Finalmente, la salvación completa es algo futuro. “Está más cerca de nosotros… que cuando creímos” (Romanos 13:11). De nuevo, no se trata de adquirirla, sino de despertar del sueño y vestir las armas de la luz, andando como de día, honestamente. En un futuro, sin duda próximo, “el Señor Jesucristo… transformará el cuerpo de la humillación nuestra, para que sea semejante al cuerpo de la gloria suya” (Filipenses 3:21). Ahora “tenemos las primicias del Espíritu”, pero “esperando la adopción, la redención de nuestro cuerpo” (Romanos 8:23).

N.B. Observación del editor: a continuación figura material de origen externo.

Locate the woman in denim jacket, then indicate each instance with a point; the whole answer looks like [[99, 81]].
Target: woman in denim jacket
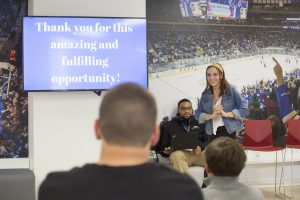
[[221, 106]]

La remisión de los pecados y la purificación
El pecado es presentado de dos maneras distintas: como deuda, por ejemplo en las parábolas; y como contaminación, representada por la lepra. Al aspecto de la deuda, le corresponde la remisión de las culpas, el perdón; al de la contaminación, le corresponde la purificación.
a) Remisión – perdón
El culpable ha sido perdonado, no ha tenido que sufrir el castigo que merecía su falta.
Cuando se trata de perdón humano, como puede ser el de un padre a favor de su hijo, a veces la sanción es levantada debido al afecto, quizá a la debilidad, sin que se ejecute el castigo.
Con el perdón divino no ocurre lo mismo. El castigo debe ser ejecutado, pero sobre otro, sobre un sustituto; entonces Dios puede perdonar. Pero el sustituto no es otro hombre, una víctima humana (como se haría en algunas religiones paganas para aplacar la ira de la divinidad). Dios mismo se ofrece en su Hijo como sustituto: “Todos nosotros nos descarriamos como ovejas… mas Jehová cargó en él el pecado de todos nosotros” (Isaías 53:6).
“Sin derramamiento de sangre no se hace remisión” (Hebreos 9:22). Se había derramado mucha sangre de toros y machos cabríos como imagen de la muerte de Cristo. Esa sangre no podía quitar los pecados. Para hacer comprensible a los suyos el modo en que fue pagada la deuda, el Señor Jesús, la noche en que fue entregado, al dar la copa dijo a sus discípulos: “Esto es mi sangre del nuevo pacto, que por muchos es derramada para remisión de los pecados” (Mateo 26:28).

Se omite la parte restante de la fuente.